At this stage, we hear that various pro gamers have been found intentionally losing matches, as well as leaking their team’s replay files to illegal gambling groups.


The article als includes this interesting bit about the Korean legal system:

As part of Korea’s human rights laws, it is illegal to release criminals’ names – they can only be implied – which means that as the police have now gotten involved, we may never be officially told who was involved in this drama. Unofficially, however, it’s only a matter of time before fingers are pointed and pro gamers find themselves without a job.

I know Japan has a notoriously high (99.8%?) conviction rate, so it's surprising that (South) Korea affords so much protection to the prosecuted. (Not trying to conflate Japan and Korea, but I know they share a similar cultural and legal [I think?] heritage.) I'm guessing it has something to do with East Asian shame culture – prison is one thing, but the shame of having gone to prison is probably worse.

John Edwards' Asian sex scandal

The National Enquirer might not have won its Pulitzer (though, considering the contenders, it probably should have), but maybe it's for the best after all, because the Buffalo Beast has beasted them in the John Edwards sex journalism genre with this exclusive (yet still relatively unreported) mega-scoop:

“In order to give rise to close to nearly one billion children, [John Edwards] must have begun sexual activity in the late 5th century, sometime during his first marriage to a woman who had ovarian cancer,” said Dr. Eli Irving, a geneticist at Northwestern University. “It really is quite remarkable.”

Thursday, April 8, 2010

Tea Partiers have farm subsidies principles

Apparently some Tea Partiers are bothered by the fact that their Tea Partying reps are taking farm subsidies:

But for one important detail, Stephen Fincher could be a perfect "tea party" candidate: a gospel-singing cotton farmer from this tiny hamlet in western Tennessee, seeking to right the listing ship of Washington with a commitment to lower taxes and smaller government.

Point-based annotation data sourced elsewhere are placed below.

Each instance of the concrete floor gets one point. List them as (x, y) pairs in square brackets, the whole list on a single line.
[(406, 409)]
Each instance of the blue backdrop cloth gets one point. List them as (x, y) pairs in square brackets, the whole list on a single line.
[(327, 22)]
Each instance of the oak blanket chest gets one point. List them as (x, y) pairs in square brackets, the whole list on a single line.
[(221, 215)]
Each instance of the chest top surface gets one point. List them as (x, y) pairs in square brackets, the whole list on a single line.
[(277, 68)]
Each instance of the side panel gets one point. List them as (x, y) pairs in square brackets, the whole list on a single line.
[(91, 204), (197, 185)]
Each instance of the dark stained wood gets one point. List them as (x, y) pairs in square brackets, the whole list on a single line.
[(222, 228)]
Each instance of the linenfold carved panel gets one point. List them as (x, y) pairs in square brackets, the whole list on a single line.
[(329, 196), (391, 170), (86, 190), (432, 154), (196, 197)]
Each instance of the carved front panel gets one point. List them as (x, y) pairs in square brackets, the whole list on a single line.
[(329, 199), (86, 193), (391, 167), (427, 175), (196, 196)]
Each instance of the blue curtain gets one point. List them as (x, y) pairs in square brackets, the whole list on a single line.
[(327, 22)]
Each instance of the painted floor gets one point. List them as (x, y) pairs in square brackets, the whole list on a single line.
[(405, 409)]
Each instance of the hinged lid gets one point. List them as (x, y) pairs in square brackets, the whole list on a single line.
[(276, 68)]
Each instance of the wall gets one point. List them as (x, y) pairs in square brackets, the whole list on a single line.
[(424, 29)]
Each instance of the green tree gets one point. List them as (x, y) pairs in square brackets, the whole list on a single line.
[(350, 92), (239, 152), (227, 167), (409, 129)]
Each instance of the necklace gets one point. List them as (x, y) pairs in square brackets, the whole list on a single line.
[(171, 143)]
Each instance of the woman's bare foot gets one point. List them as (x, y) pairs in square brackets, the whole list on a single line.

The detail? Fincher accepts roughly $200,000 in farm subsidies each year.

Some tea party activists say Fincher, a Republican candidate in Tennessee's 8th Congressional District, isn't "pure" enough to deserve the backing of a movement built on the idea that government must spend less. But others have pledged their support, highlighting a division over what constitutes orthodoxy in the amorphous cause -- and who gets to decide.

Though some (including Gawker and its commenters) see this as hypocrisy, I'm inclined to see the glass as half full and say that the fact that the Tea Partiers even recognize the problem and are trying to do something about it is a relatively positive step. Few (no?) Democrats or Republicans are principled enough to let something like that get in the way of them supporting a candidate, and the fact that the rep promised (sort of) to vote against them is a good sign.

John McCain – surprisingly enough – is also generally against farm subsidies, although who knows if the rhetoric would have translated into action come the bidecennial farm bill scam.

That having been said, it sure would be nice to have a real mainstream advocate for a free market in agriculture – in either party – but sadly I don't see it coming anytime soon.

Tuesday, April 6, 2010

Hamid Karzai on drugs

Hamid Karzai, apparently, has a "fondness" for opium/heroin. Which he probably buys from his brother, Ahmed Wali Karzai, reputed to be the nation's biggest drug dealer.